Prospect Medical operates five hospitals in the greater Los Angeles area.

Nuveen: the hallmarks of high-yield

From the bank loan market news emerged that Nuveen Investments Inc. held a lender call on Wednesday to launch its new $350 million six-year second-lien term loan.

Deutsche Bank is leading the deal with bookrunners Bank of America, Wells Fargo and Morgan Stanley.

The indicative coupon on the second-lien term loan is a fixed rate of 12½% with an original issue discount of 90, which puts it a spot over a 15% all-in yield, officials remarked.

Pricing on the debt refinancing loan deal is expected to take place on July 15.

Although the junk bond accounts are not being rallied, per se, to play the Nuveen deal, it does come with a fixed interest rate, in addition to junk-style call features and a change of control put at 101, an informed source conceded on Wednesday.

Hence it is not inconceivable that some of the high-yield accounts will have a look, the source added.

Nuveen is a Chicago-based seller of investment products.

Eyeing the stock sell-off

An axiom of the junk market holds that high yield tends to track equities because of the close proximity of the two asset classes on the capital structure.

With the Dow Jones Industrial Average down more than 325 points since the beginning of the month to Wednesday's close, Prospect News quizzed its sell-side sources as to whether drooping stock prices are registering an impact in the high-yield new issue market.

Responses varied.

Not yet, contended one syndicate official who has visibility on three deals apt to appear before the end of the week, two of which might be announced on Thursday.

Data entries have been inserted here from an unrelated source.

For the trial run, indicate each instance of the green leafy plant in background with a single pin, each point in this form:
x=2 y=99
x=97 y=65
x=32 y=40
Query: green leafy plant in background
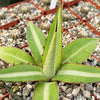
x=49 y=62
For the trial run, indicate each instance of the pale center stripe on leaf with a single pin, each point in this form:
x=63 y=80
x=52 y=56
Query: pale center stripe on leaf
x=14 y=57
x=79 y=50
x=20 y=74
x=78 y=73
x=46 y=92
x=37 y=41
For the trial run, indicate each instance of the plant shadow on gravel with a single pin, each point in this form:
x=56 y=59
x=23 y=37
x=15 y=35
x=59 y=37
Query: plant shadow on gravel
x=50 y=63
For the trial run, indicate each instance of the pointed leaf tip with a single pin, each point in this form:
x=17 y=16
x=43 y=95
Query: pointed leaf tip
x=46 y=91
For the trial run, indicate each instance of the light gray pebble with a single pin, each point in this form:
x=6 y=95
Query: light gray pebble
x=98 y=90
x=76 y=91
x=63 y=98
x=6 y=98
x=70 y=96
x=9 y=84
x=27 y=90
x=19 y=93
x=63 y=88
x=68 y=91
x=86 y=94
x=89 y=87
x=29 y=98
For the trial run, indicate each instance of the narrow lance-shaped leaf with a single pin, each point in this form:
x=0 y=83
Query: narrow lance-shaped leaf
x=79 y=50
x=15 y=56
x=22 y=73
x=74 y=73
x=46 y=91
x=36 y=41
x=52 y=52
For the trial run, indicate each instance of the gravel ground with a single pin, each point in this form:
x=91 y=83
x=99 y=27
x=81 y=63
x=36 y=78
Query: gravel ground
x=82 y=31
x=16 y=37
x=95 y=22
x=97 y=2
x=6 y=16
x=25 y=11
x=85 y=9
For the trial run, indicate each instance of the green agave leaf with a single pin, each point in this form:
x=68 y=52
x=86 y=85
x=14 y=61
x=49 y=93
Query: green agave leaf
x=46 y=91
x=79 y=50
x=52 y=52
x=36 y=41
x=15 y=56
x=22 y=73
x=74 y=73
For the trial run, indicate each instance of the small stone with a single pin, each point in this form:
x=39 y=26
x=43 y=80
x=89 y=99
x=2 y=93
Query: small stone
x=6 y=98
x=19 y=93
x=15 y=88
x=9 y=84
x=63 y=88
x=4 y=91
x=88 y=87
x=65 y=98
x=68 y=91
x=86 y=94
x=1 y=95
x=27 y=90
x=76 y=91
x=98 y=90
x=70 y=96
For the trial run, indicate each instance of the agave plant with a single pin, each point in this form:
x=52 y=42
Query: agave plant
x=50 y=63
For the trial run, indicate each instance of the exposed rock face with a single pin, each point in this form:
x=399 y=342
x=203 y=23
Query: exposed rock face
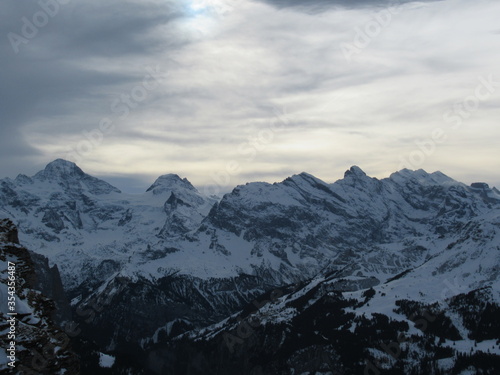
x=171 y=259
x=41 y=347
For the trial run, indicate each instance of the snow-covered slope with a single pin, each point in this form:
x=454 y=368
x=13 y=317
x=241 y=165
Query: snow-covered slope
x=188 y=260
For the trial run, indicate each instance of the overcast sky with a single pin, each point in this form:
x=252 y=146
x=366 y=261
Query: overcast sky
x=229 y=91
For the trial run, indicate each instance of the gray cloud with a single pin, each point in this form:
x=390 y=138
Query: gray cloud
x=317 y=6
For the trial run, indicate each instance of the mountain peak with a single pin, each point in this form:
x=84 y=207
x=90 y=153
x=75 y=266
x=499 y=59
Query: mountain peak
x=354 y=171
x=60 y=167
x=167 y=182
x=70 y=176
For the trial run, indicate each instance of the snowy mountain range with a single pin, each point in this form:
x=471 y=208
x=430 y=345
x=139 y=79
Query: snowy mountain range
x=172 y=260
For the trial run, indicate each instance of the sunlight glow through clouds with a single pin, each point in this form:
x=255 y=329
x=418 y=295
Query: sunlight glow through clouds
x=230 y=64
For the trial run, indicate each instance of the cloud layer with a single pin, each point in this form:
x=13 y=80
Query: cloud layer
x=227 y=92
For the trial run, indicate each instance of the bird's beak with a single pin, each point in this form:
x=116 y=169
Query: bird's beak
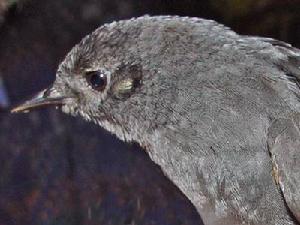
x=46 y=97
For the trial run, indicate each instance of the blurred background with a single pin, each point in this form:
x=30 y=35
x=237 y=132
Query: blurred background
x=56 y=169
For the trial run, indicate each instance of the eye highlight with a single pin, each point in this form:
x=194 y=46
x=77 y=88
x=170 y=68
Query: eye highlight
x=97 y=80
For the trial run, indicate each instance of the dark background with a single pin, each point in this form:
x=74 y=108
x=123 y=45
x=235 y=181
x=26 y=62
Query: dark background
x=55 y=169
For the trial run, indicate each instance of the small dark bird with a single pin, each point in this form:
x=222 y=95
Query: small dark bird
x=4 y=102
x=219 y=112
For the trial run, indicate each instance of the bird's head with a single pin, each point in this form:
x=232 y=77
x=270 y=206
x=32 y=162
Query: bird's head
x=102 y=79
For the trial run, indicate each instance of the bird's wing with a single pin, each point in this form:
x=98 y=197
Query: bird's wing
x=284 y=134
x=284 y=147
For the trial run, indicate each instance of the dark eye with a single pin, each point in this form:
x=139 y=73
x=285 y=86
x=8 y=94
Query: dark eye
x=97 y=80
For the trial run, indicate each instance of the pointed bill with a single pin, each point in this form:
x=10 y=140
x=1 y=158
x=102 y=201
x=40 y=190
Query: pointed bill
x=44 y=98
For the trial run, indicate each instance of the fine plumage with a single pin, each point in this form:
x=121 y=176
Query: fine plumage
x=217 y=111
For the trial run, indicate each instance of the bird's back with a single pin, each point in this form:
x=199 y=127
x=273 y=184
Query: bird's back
x=230 y=139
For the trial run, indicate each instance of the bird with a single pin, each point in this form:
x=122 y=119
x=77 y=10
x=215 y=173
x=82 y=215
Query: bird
x=219 y=112
x=4 y=101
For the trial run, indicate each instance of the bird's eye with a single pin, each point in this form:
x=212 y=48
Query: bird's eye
x=97 y=80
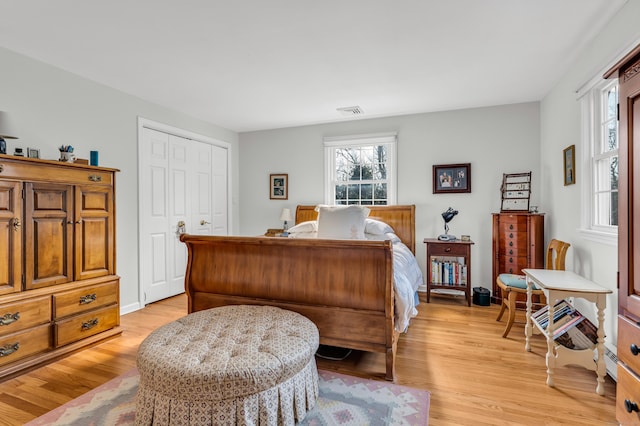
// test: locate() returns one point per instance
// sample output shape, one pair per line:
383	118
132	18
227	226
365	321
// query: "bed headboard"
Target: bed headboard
401	218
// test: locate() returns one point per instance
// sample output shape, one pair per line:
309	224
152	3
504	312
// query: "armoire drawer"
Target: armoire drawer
24	314
22	344
628	335
627	393
87	324
84	299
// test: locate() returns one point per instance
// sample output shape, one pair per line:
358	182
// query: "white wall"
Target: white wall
50	107
495	140
560	118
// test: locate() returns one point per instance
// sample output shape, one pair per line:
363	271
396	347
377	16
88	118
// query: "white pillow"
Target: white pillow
376	227
308	226
342	222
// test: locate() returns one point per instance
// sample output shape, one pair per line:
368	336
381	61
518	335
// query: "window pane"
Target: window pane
612	103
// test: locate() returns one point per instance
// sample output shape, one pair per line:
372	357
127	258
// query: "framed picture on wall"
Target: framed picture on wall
278	186
569	165
451	178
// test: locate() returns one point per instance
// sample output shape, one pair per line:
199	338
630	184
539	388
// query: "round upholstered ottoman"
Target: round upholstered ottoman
230	365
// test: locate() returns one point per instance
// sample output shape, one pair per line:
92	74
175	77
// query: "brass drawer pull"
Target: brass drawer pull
9	318
8	349
89	298
630	406
89	324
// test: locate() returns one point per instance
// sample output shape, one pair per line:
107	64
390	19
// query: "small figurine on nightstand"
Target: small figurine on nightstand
447	217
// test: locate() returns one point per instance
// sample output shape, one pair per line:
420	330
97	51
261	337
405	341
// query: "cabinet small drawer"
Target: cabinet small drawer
22	344
628	343
24	314
87	324
627	393
448	249
83	299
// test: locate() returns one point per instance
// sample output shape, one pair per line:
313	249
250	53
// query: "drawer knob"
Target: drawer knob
90	324
8	349
9	318
630	406
89	298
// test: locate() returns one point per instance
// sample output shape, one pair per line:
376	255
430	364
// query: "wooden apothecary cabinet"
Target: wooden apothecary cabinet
59	290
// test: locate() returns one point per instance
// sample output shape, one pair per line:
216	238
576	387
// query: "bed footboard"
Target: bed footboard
344	286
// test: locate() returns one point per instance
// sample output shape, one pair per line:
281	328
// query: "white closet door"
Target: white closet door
220	193
154	223
183	188
201	212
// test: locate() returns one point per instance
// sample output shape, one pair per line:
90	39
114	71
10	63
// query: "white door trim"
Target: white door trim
154	125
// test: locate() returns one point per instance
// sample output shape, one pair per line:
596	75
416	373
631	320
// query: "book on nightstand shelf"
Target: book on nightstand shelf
572	329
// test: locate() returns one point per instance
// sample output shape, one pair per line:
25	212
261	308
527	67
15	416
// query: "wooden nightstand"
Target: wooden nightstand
449	266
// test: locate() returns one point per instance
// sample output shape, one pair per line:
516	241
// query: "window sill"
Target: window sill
607	238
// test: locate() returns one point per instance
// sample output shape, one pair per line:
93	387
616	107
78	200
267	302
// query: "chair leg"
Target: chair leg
512	312
503	306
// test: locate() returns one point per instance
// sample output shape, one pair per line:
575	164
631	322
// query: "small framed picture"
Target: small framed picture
569	165
33	153
451	178
278	186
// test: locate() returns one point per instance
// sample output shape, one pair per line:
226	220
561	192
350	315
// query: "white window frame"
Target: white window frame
592	110
336	142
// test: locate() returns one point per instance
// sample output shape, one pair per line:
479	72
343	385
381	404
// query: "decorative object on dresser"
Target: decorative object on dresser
451	178
512	285
449	267
6	131
627	70
569	159
447	216
58	288
285	216
518	243
278	186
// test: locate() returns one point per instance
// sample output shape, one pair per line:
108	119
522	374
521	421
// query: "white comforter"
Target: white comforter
407	276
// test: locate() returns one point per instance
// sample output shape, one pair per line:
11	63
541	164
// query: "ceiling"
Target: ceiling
253	64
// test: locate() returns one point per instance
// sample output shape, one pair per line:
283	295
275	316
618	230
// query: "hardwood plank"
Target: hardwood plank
456	352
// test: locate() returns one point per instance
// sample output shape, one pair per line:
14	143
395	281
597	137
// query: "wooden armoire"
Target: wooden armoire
518	243
628	387
59	290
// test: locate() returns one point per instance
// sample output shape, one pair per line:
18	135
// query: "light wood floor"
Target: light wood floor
456	352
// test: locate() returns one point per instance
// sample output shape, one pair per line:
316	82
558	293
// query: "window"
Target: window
600	144
361	169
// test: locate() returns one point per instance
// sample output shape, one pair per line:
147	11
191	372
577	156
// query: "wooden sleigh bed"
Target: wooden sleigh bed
344	286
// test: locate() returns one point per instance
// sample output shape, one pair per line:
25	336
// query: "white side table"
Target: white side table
558	285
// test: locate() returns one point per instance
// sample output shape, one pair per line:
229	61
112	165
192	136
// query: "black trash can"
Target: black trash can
481	296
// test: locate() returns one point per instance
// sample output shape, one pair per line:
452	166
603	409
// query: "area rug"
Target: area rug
343	400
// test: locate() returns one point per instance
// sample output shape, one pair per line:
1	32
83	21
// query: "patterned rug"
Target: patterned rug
344	400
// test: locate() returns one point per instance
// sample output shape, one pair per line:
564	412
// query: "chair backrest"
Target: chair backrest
556	253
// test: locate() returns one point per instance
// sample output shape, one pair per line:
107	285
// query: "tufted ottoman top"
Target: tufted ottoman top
227	352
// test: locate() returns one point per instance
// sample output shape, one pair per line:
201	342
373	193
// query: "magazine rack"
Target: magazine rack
558	285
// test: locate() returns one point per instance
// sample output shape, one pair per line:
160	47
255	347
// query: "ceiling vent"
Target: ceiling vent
350	111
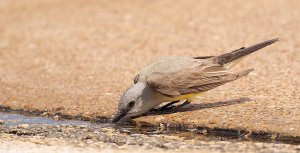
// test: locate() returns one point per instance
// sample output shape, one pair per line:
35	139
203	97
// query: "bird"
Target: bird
174	79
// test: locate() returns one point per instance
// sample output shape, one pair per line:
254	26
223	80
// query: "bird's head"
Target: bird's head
132	102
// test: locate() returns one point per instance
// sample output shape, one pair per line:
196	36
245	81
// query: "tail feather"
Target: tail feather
236	54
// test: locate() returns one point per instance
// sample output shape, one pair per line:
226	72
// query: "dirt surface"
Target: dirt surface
72	138
76	57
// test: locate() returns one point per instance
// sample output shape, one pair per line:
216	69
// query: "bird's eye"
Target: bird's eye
136	79
131	104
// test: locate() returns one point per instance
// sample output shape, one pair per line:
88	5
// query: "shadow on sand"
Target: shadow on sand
192	107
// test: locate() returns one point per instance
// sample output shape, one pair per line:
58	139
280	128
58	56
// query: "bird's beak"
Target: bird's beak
120	114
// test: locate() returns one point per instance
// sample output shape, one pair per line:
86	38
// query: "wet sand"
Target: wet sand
70	138
74	58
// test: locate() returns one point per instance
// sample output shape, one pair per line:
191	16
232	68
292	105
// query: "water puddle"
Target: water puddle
14	119
198	134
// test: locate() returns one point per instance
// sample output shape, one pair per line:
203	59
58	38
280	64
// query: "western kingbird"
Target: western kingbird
180	78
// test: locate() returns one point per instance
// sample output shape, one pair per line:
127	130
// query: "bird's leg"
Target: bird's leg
170	106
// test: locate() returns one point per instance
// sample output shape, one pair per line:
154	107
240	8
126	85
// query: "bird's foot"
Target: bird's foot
171	106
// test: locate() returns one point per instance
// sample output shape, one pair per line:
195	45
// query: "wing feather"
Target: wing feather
192	80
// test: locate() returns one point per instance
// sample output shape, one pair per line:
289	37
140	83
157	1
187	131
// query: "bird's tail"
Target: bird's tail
230	59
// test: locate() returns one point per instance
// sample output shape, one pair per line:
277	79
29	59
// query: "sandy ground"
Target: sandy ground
79	139
76	57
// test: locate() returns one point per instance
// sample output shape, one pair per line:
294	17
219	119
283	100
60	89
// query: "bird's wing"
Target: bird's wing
193	80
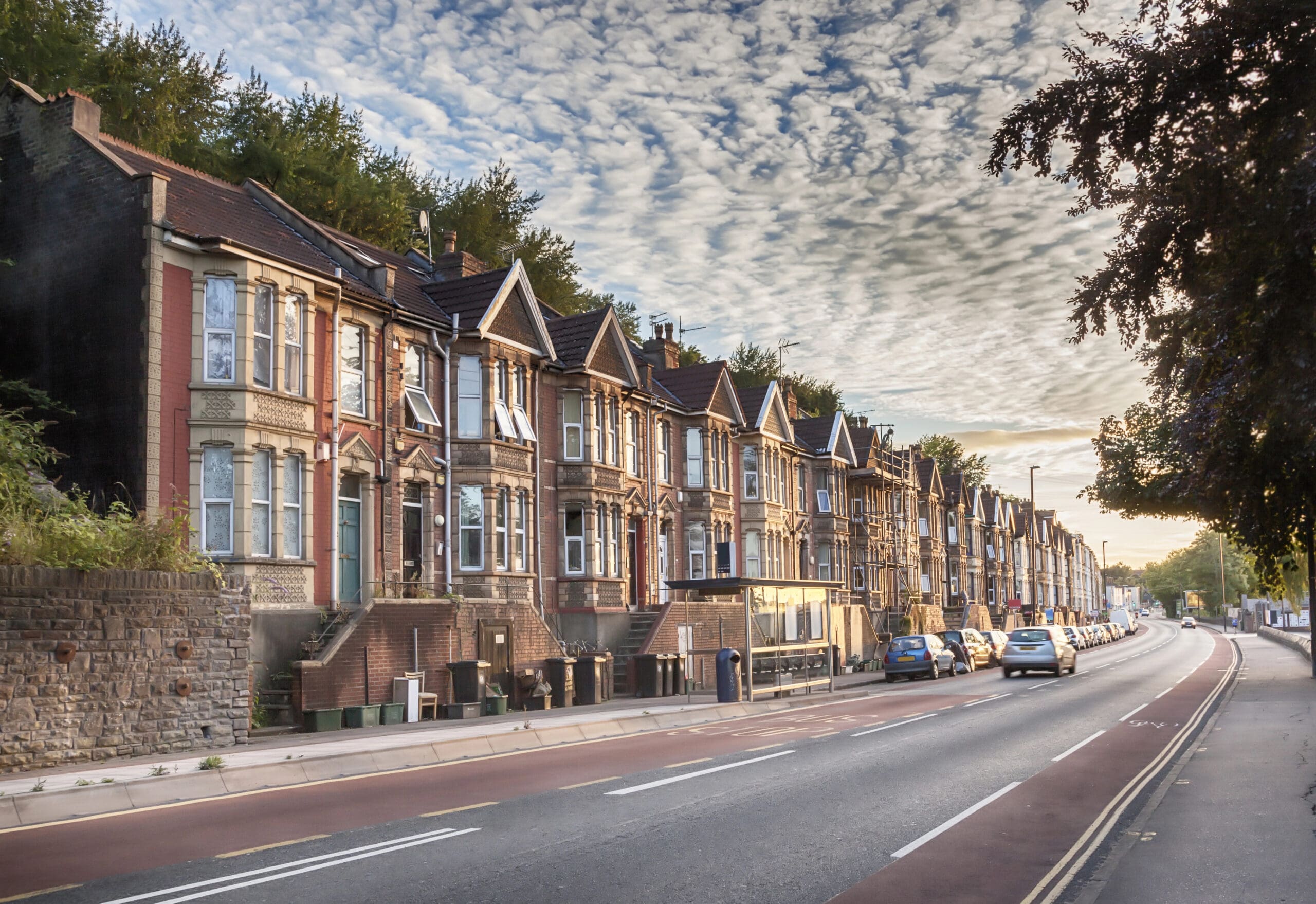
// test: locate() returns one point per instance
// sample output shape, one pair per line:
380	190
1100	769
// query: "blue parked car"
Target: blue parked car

This source, who also professed visibility on a handful of deals for next week, said that so far prospective issuers don't seem to getting cold feet.

However another official, from a different high-yield syndicate desk, conceded that while issuers have been prepping bond deals, the 2009 third quarter's lackluster start is not exactly coaxing those prospective issuers to the starting line.

This source professes visibility on a couple of deals, but adds that timing, at this point, is "TBD."